Mihalik’s notoriety in Toronto is enhanced by his many radio commercials, always with a positive and optimistic commentary on the mood of the day. Many barely mention clothes at all, as he doesn’t believe in doing a hard sell, and his loyal customer base is well aware of him.
“I always believed in our concept, and I was advertising even during the dark days of the pandemic to encourage everyone to stay strong, as this province and the city have been very important to me,” says Mihalik. “While our business went south during the pandemic, we never gave up during the difficult times.”
When Mihalik was a youngster growing up in Hungary, he was enamoured with the movies of the 1930s and 1940s, and by the suits of the actors being so impeccably tailored and stylish. He often wondered if someday he’d have the opportunity to dress some of the movie stars.
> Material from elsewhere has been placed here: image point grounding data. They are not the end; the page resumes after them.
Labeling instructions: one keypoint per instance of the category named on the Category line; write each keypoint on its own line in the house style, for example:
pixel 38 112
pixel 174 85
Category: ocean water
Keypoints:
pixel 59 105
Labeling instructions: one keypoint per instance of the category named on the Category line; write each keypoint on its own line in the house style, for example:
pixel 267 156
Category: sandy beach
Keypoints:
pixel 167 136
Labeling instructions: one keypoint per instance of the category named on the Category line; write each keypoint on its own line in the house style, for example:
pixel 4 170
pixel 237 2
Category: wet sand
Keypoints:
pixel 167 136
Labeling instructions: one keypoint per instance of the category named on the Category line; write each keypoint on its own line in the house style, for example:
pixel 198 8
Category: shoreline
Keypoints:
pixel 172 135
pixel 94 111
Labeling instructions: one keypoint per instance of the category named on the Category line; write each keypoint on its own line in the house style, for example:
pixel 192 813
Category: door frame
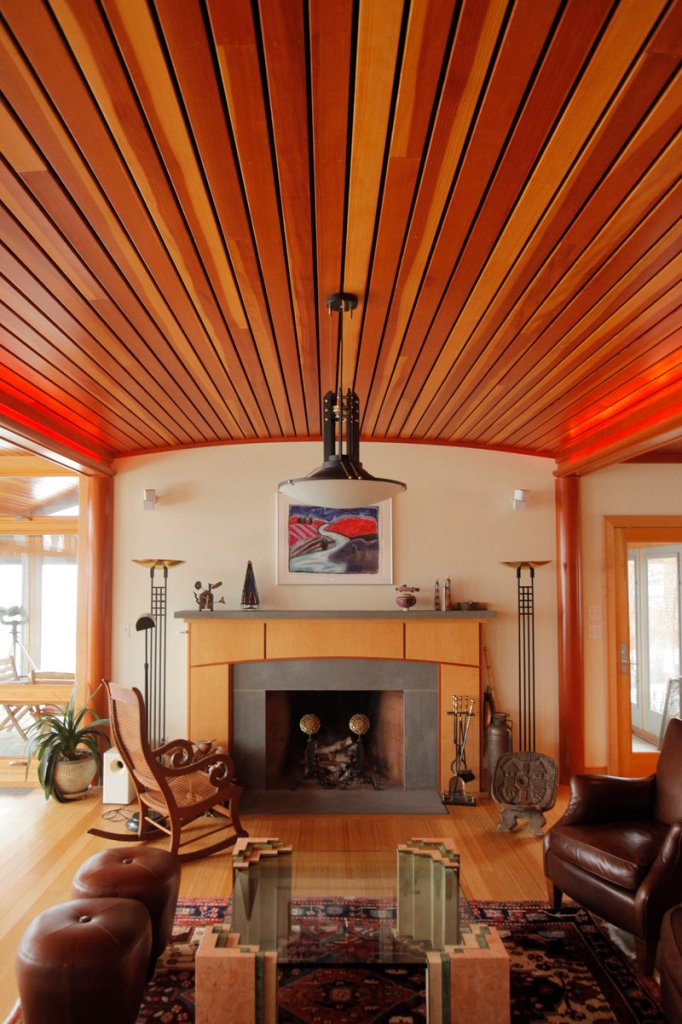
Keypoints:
pixel 619 532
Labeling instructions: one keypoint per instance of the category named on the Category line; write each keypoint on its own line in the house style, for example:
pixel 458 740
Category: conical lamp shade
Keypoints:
pixel 340 483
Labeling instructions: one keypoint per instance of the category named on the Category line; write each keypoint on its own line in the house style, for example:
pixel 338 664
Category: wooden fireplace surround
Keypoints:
pixel 220 639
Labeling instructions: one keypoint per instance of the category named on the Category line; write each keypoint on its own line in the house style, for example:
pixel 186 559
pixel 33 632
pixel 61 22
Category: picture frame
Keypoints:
pixel 671 707
pixel 338 547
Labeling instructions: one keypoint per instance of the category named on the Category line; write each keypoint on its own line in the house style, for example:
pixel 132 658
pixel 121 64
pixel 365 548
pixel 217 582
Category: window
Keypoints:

As fate would have it, the giant television and movie production business in Toronto was allowed to operate during the pandemic, and many production companies turned to Tom’s Place for their wardrobes — making a young man’s dream come true.
Mihalik sees a mood change recently, and as more things in life open up, and hopefully stay open, he senses a pent-up demand to dress up again after 18 months of sweatpants, bathrobes and bunny slippers. “People want to go out, look good and go to functions again,” says Mihalik. “Evening wear, such as black suits, are back again, and we’ve never sold as many tuxedos as we have in the last few months. You always want to look your best when you go somewhere special, and there is no doubt high-quality tailored clothing is back again.”
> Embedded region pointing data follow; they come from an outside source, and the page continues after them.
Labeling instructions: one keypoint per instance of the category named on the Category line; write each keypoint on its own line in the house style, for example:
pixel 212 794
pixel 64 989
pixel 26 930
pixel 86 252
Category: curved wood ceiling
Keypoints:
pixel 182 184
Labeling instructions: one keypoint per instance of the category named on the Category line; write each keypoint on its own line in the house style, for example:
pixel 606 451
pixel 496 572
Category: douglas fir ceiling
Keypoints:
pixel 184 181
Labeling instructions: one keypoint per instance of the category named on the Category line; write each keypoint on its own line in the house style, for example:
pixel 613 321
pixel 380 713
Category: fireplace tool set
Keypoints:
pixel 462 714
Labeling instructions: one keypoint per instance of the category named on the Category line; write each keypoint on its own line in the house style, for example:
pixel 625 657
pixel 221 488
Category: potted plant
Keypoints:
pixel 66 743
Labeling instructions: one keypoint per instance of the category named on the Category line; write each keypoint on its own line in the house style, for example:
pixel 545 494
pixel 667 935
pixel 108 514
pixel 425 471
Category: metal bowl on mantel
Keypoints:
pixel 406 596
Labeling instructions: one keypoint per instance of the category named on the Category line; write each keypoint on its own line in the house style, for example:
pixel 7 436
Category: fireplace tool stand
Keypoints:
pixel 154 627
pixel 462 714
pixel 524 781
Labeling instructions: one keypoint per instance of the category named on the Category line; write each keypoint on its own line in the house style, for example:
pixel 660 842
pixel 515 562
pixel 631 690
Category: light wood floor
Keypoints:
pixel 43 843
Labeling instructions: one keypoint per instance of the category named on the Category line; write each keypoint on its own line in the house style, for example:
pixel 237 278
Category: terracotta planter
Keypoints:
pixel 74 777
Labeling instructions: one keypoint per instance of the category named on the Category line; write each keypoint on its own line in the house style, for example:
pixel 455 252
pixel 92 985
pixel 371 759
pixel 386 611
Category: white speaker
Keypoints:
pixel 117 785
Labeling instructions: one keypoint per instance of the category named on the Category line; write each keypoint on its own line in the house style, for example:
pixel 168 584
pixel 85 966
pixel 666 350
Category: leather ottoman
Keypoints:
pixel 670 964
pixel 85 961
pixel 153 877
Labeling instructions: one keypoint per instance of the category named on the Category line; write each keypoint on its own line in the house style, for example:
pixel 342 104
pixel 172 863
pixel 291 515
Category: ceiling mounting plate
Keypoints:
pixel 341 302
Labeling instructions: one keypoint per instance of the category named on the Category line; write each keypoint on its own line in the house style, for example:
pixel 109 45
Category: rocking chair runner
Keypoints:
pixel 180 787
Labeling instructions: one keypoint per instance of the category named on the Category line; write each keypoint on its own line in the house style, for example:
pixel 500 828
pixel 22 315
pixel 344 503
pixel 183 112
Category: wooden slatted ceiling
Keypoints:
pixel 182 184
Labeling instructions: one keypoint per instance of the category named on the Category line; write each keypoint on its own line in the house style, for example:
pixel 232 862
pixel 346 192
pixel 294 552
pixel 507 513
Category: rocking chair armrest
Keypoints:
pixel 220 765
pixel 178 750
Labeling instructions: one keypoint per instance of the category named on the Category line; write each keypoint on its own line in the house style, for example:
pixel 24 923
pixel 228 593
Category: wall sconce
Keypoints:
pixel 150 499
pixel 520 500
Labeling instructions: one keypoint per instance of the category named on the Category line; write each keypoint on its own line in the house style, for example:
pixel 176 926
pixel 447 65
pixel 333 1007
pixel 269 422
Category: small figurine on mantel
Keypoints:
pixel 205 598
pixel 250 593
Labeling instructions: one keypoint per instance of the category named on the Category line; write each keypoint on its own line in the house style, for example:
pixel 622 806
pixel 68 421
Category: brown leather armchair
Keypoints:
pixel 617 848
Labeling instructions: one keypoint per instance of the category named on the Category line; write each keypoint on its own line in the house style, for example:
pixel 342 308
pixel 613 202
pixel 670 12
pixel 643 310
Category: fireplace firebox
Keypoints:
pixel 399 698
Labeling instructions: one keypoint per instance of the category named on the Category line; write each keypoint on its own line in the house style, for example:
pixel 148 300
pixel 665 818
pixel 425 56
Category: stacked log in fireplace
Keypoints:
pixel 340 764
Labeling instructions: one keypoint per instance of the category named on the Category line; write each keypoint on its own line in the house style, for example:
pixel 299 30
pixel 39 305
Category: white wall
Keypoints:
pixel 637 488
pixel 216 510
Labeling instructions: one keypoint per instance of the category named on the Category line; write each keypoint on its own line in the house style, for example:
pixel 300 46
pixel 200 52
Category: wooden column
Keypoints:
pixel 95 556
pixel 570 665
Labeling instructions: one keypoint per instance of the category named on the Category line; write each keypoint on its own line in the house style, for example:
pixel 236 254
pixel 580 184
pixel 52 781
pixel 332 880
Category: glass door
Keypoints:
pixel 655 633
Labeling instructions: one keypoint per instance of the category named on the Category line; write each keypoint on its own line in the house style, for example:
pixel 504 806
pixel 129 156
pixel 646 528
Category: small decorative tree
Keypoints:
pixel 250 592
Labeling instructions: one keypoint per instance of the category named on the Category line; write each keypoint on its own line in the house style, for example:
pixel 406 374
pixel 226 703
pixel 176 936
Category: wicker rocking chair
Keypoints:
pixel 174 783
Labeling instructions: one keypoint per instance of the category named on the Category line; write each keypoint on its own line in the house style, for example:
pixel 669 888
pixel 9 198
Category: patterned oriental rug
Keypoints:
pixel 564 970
Another factor of influence may be coming from the top — the absolute top. Mihalik believes President Joe Biden has brought back taste and style in men’s clothing, with coloured shirts, patterned ties, pocket squares, pinstriped suits and Corneliani sports jackets.
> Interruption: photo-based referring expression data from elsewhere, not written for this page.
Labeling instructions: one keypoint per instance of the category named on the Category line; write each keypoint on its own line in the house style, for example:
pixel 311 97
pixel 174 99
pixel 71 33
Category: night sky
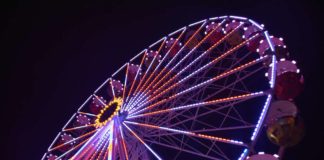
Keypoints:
pixel 56 54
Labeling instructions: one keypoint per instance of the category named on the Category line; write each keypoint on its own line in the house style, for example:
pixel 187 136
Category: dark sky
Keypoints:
pixel 56 54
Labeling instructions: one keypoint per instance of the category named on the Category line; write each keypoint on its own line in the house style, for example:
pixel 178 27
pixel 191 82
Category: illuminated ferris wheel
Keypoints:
pixel 209 90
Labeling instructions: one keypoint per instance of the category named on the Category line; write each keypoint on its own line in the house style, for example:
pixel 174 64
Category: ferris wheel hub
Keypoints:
pixel 108 112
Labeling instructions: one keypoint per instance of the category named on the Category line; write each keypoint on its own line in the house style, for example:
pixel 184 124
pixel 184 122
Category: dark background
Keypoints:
pixel 56 54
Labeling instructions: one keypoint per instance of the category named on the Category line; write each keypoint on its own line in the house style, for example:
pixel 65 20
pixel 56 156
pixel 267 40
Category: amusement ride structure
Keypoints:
pixel 220 88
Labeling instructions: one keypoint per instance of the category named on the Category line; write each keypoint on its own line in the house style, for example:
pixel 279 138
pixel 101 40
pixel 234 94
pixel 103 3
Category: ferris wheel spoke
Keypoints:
pixel 216 101
pixel 71 141
pixel 139 139
pixel 219 139
pixel 125 84
pixel 180 145
pixel 218 91
pixel 195 118
pixel 193 73
pixel 202 84
pixel 89 146
pixel 72 149
pixel 183 150
pixel 150 66
pixel 123 142
pixel 173 58
pixel 111 87
pixel 166 55
pixel 135 79
pixel 190 52
pixel 88 114
pixel 196 59
pixel 79 127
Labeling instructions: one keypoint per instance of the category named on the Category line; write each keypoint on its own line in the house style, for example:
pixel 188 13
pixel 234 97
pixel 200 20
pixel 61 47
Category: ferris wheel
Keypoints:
pixel 209 90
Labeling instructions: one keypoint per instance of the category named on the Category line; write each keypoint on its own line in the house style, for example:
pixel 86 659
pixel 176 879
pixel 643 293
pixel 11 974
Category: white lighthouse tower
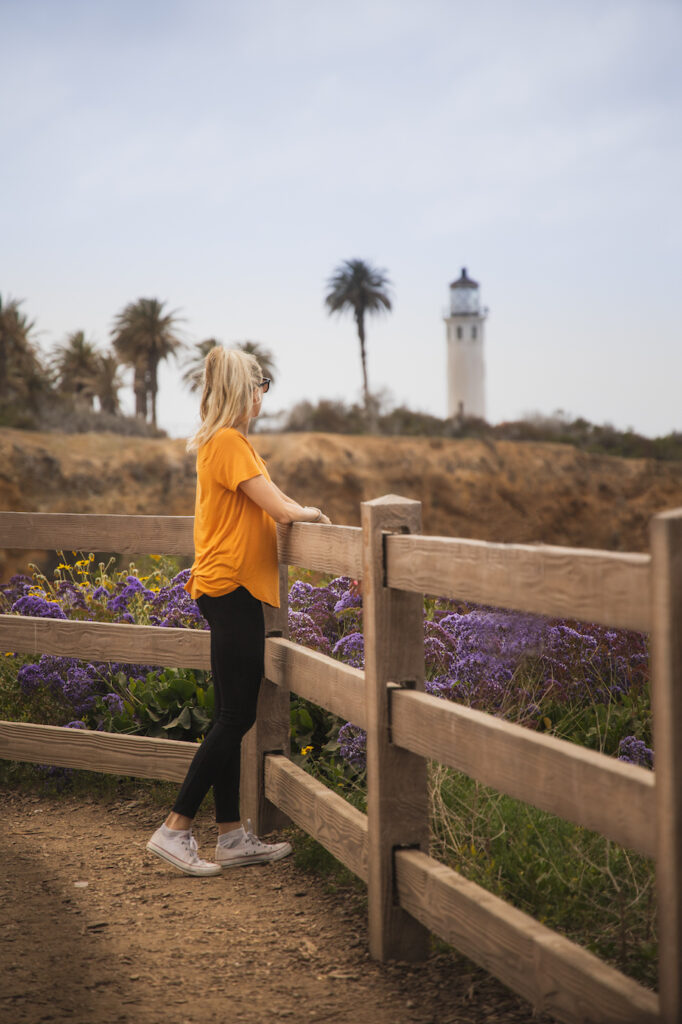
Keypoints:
pixel 466 367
“Biden has great taste,” says Mihalik. “We carry his Hickey Freeman suits, one of the oldest suit makers in North America. He wears his clothing extremely well, and his shirts, jackets and pants are perfectly fitted. He mixes American know-how and Italian fashion very well, and he has definitely brought back style.”
It is the quality of the well-fitted suits, all 100 per cent wool in every price range, that keeps customers coming back to Tom’s Place all these years. “When the fabric is not good quality, you cannot make a good garment,” says Mihalik, speaking of the quality he is known for. “We have served up to three or four generations, and I, now, have customers who are bringing in their sons or grandsons for suits, and there is no bigger satisfaction than that.”
That concept of family is the foundation of Tom’s Place, as Mihalik has now been joined in the business by his son, Tom Jr., and sister, Anett Alves.
“We are very much a family business, and it’s great working with them both. We never have arguments,” says Mihalik. “I think my dad would be very proud of my family and all the great things we have done, never forgetting where we came from and to work hard, believe in yourself and to not give up on your dream.”
“My dream was to sell designer clothing in the early 1980s at discount prices, and we were the first to do that,” says Mihalik. “We have people from all walks of life shopping here because of our quality and pricing and our vast selection of merchandise. We probably have more suits here than anywhere else in the world. We always wanted to be known as the place that sells suits.”
Family, friends, relationships and clothing are what make up la dolce vita, or the sweet life, for Mihalik. With the addition of Italian food. “The best meals are Italian, with fresh and simple soups, pasta, breads and sauces,” says Mihalik. “In order for you to have la dolce vita, you don’t need money, you just need style and class, which is very much alive and well in Italy.”
We would all consider ourselves most fortunate indeed to know a man such as Tom Mihalik and even more honoured to call him a friend. He may be a legendary retailer, known to everyone in town, but he is first and foremost a good and decent man, and there is no higher praise than that.